April 1, 2005
Another competitor to popular online auction site eBay
has poked its head up. SnappyBids.com, based in Manchester, NH,
is an Internet-based auction site that offers a new format
and can offer secured transactions, free unlimited listings
and no final transaction fees.
"We charge an annual flat fee for sellers of $36 and just let the sellers run their own business without stores and special treatment. We provide a user friendly format where sellers don't have to sort through a maze of fees. For buyers, it's all free and our SmartSearch feature will allow buyers to be emailed when an item they want is up for auction," said Gina Moore, SnappyBids.com spokesperson, in a written statement.
According to Moore, "The online auction industry is proven, and the growth prospects are phenomenal. Online auctions are expected to exceed $54 billion in sales in 2007 and will account for 25% of all online retail sales. Currently, online sellers are seeing more and more of their profits eroded by these fee increases and are searching for alternatives. Our flat fee format will save online sellers millions of dollars every year."

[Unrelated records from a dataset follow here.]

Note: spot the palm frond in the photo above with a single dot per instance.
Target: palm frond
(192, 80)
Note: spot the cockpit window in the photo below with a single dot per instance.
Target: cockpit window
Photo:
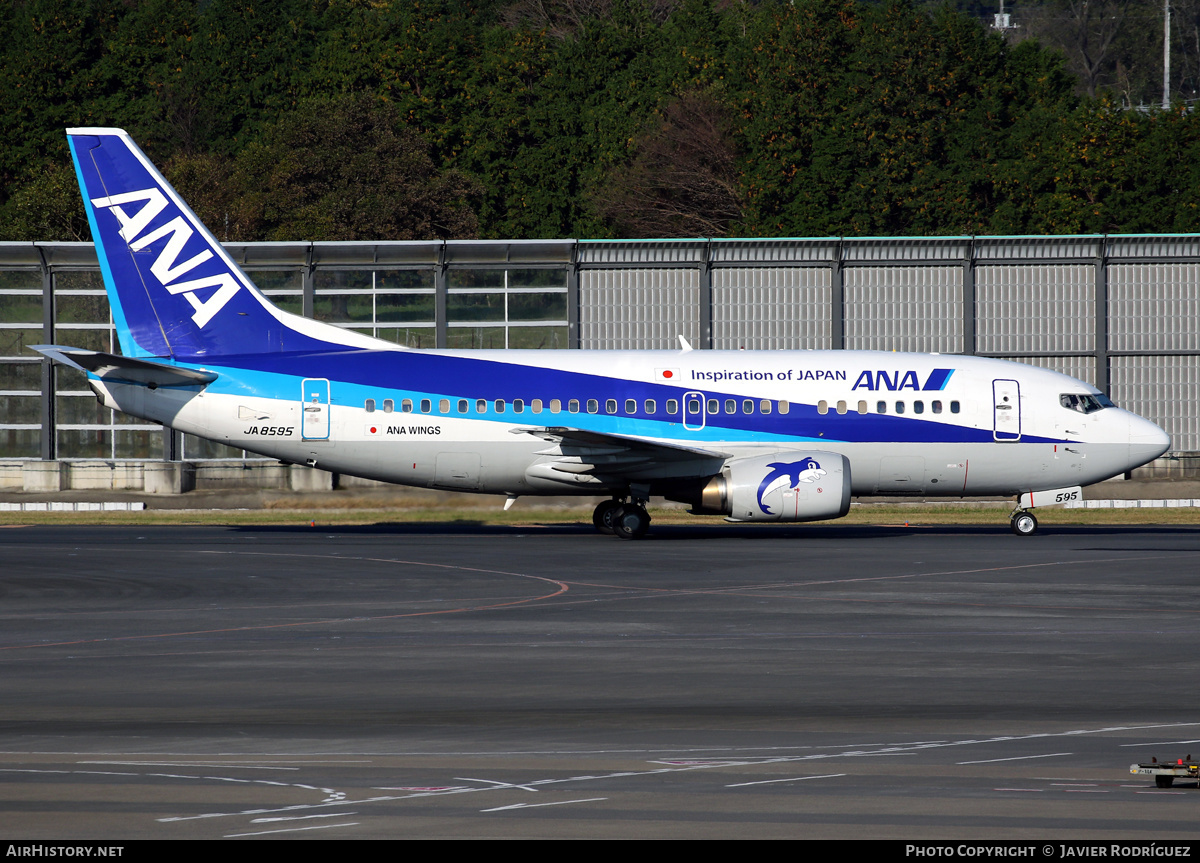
(1085, 402)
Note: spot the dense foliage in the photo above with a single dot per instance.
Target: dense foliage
(402, 119)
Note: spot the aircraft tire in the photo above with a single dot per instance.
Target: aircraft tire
(1024, 523)
(630, 521)
(603, 515)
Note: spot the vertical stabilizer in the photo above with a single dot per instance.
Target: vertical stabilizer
(173, 289)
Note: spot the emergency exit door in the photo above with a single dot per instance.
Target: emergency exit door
(315, 409)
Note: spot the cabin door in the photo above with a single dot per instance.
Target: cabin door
(315, 409)
(1006, 409)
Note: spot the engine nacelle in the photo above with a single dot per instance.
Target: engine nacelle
(781, 486)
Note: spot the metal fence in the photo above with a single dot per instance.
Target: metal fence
(1119, 312)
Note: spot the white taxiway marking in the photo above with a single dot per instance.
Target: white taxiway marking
(790, 779)
(492, 785)
(534, 805)
(1017, 757)
(291, 829)
(301, 817)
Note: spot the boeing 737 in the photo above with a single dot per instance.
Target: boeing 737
(756, 436)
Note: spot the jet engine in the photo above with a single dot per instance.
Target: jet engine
(780, 486)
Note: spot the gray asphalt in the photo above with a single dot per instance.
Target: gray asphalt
(465, 681)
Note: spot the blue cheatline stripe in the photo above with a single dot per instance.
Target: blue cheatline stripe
(937, 379)
(360, 375)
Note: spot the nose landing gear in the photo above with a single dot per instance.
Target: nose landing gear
(1024, 522)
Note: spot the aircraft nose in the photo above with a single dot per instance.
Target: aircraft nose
(1146, 441)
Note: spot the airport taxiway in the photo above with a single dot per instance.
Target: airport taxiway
(466, 681)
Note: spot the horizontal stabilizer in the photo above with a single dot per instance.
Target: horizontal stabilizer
(125, 369)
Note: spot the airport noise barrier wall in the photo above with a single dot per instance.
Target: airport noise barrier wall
(1120, 312)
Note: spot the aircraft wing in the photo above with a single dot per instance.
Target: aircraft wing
(598, 454)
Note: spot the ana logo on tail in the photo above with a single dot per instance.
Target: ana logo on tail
(805, 471)
(167, 268)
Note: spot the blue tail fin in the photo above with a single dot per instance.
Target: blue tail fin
(173, 289)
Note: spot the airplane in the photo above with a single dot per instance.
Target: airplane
(779, 436)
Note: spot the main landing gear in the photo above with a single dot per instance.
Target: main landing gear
(1024, 523)
(628, 520)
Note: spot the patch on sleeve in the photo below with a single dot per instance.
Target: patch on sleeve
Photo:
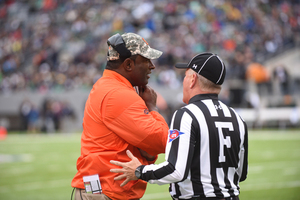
(173, 134)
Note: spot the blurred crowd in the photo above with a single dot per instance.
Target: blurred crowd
(48, 118)
(61, 44)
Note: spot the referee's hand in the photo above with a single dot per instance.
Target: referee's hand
(128, 170)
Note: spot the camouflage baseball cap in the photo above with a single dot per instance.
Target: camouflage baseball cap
(136, 45)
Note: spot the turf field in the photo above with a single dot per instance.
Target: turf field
(40, 167)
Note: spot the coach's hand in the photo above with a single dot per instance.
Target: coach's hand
(128, 170)
(149, 96)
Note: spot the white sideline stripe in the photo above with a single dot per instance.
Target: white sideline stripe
(261, 186)
(36, 185)
(66, 182)
(266, 186)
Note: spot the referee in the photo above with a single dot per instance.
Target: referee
(207, 148)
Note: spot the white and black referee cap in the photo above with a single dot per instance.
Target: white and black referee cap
(209, 65)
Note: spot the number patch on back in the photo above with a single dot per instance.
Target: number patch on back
(223, 141)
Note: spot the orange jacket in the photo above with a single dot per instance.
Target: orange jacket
(116, 119)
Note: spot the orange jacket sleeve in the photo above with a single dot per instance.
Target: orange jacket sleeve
(131, 120)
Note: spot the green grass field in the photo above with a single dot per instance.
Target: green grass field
(41, 167)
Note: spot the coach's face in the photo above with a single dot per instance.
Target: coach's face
(141, 71)
(187, 85)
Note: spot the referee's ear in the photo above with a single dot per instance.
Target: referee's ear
(194, 80)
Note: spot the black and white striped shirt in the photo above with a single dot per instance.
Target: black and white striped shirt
(206, 153)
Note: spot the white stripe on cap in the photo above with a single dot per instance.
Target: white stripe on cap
(222, 68)
(205, 63)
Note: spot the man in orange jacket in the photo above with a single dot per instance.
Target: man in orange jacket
(117, 118)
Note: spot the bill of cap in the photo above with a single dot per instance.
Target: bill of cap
(181, 65)
(151, 53)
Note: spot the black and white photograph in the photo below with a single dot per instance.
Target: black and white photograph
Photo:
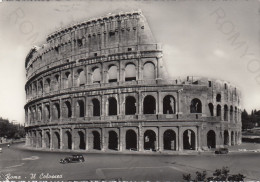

One interesting feature SnappyBids will also introduce is 10 Minute Live Auctions in the coming weeks.
"This is a very exciting feature for those who enjoy watching the bids change live on their computer screen", said Moore.
For international users, there is a pull-down menu at the bottom of the home page that translates the sites from English into an number of languages including Chinese, German and Korean.
According to Roger Finchum, managing partner of SnappyBids.com, said the site is privatly owned and was in development for seven months.
Many long-time eBay users have seen an opportunity for an eBay alternative given some of the difficulties the auction behemoth has dealt with since early January.
On January 11, the company announced listing fee and store subscription hikes effective Feb. 18.
With the perceived number of successful auctions trending downward and several technical glitches that many users have said remained despite months of complaints, eBay Store owners and Power Sellers said they had enough and wanted a friendlier alternative.
The much-hyped Wagglepop, which was in development for nearly three years, turned into a bust only a week after its launch in mid-February. Other auction sites that have popped up this year include OnlineAuction.com and ClassifiedBuyers.com, but neither site appears to have made much impact with sellers or buyers so far.
A brief check with on the FreeAuctionScripts.com Web site, which is host to a number of auction forums, found no name recognition for SnappyBids.
Neither Rome nor eBay were built in a day. We're patient and confident the user base will grow. We at SnappyBids aren't too concerned about Wagglepop's failure. We're success driven and choose not to worry about those who didnt succeed or those who are negative about competition for eBay. As for support; the proof of the pudding is in the eating," said Finchum in an email to ECommerce-Guide on Friday.
"We may not be eBay, but we are the new way," added Moore.